Editor’s Note: This continues our Celebrate Community series on nonprofit organizations that improve North Okaloosa County residents’ quality of life.

CRESTVIEW — Colorful rows of cabbage, kale, swiss chard and carrot tops line a patch of land nestled downtown between Main Street and Ferdon Boulevard.

Common Ground Community Garden, as the name suggests, serves as an area to unite people of all gardening backgrounds. Since January 2013, the space has allowed residents to rent a garden bed and grow as they please using organic practices.


“Gardening together is fun and provides support for people of all gardening levels,” said Cathy Ward, director of the non-profit organization that operates Common Ground.

The garden has 36 plots measuring 4 feet in width and 12 feet in length. There’s also a pair of plots raised to waist level for people who have difficulty bending or stooping.

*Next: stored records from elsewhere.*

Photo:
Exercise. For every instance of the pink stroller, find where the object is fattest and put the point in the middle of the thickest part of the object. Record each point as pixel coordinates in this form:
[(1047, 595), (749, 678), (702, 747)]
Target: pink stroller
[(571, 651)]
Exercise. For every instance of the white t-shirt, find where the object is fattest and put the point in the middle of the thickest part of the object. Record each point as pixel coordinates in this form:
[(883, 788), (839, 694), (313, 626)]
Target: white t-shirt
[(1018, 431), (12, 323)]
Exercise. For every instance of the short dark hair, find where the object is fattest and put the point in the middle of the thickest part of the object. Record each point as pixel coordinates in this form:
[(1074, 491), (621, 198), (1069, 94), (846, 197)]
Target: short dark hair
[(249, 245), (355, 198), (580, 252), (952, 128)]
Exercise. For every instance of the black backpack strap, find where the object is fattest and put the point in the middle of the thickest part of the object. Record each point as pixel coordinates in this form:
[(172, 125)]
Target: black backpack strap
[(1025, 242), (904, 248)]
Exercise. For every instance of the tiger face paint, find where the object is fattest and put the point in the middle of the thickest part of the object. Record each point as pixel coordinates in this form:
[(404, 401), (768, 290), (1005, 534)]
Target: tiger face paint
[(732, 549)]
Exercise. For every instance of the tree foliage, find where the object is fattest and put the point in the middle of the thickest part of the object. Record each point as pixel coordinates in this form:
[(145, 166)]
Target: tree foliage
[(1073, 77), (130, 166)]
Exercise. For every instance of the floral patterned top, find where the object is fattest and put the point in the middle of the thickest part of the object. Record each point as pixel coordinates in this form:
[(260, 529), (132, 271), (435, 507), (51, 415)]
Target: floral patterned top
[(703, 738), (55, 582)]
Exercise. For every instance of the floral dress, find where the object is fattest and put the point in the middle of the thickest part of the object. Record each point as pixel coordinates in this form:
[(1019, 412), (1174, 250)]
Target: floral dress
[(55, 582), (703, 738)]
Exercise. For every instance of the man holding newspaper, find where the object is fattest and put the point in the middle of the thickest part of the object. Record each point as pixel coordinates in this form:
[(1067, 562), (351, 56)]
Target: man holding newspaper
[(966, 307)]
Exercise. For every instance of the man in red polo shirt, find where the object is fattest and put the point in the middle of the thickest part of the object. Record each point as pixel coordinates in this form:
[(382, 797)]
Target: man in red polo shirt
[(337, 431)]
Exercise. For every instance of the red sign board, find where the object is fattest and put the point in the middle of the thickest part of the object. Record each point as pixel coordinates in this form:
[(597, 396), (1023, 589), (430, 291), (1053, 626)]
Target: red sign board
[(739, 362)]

While most occupied plots are filled with vegetables, fruits and herbs, others are lined with ornamental flowers. One unoccupied plot houses nitrogen-rich plants intended to fertilize the soil; others sit waiting for a gardener to rent them.

Cutting through the middle of the two sections of plots are several rows of community-grown crops. These vegetables are maintained by everyone in the garden and, thus, available to be picked by anyone contributing to their growth.

“There’s almost always something available for members to take home,” Ward said, speaking of the row crops.


Common Ground members and the garden’s website offer less-experienced gardeners resources on growing their own food.

Several members are master gardeners or have years of experience. Workdays are 9 a.m. to noon each Tuesday — new members or learners are encouraged to attend.

Tending one’s garden isn’t limited to Tuesday mornings. Plot owners can visit the garden at their leisure and keep whatever they grow, although it’s recommended to do so at least two or three times each week during the growing season.

Not sure when the growing season is for Crestview? Common Ground’s website, www.crestviewcommunitygarden.org, offers calendar and climate resources to aid new gardeners.

Using data from the National Oceanic and Atmospheric Administration, the website details average dates for freezes, a 10-day forecast and current radar.

Information for neighboring areas such as Destin, Laurel Hill, Escambia Farms, Niceville and several others is also available on the site.

With a readied plot and knowledge of area weather, planting is the next step.

The website breaks down monthly plans to use as guidelines for growers. During March, for example, begin planting melons, squash or cucumbers inside to prepare for an outside transplant. Certain leafy greens and peas can also be planted directly in the plot during this time.

The site also offers tips and advice for gardeners during each month. Additionally, links to information on several common fruits and vegetables can be found.

Similar information is available on the Common Ground Facebook page, one of the organization’s most active means of communication, according to Ward.


Another chief goal of the garden is to serve as a place for outdoor mentorship to youth, Ward said.

She encourages parents, guardians and educators to bring children to the garden and teach them about the practice, or conduct other learning in a green environment.

“We want to see more kids coming in here and learning,” she said.

Interested parties can rent a plot for $50 per year and the money is recycled back into the garden for electricity, water and supplies.

Alternatively, individuals with financial need can exchange work in the garden for a rental plot.

“Most people also don’t realize you can purchase seeds using EBT,” Ward said. Electronic Benefit Transfer, or EBT, is a form of welfare subsidy used for purchasing food.

That means anyone can become more self-sufficient — and that’s the point.  

“We don’t want lack of funds to prevent anyone from having a part in the garden,” Ward said.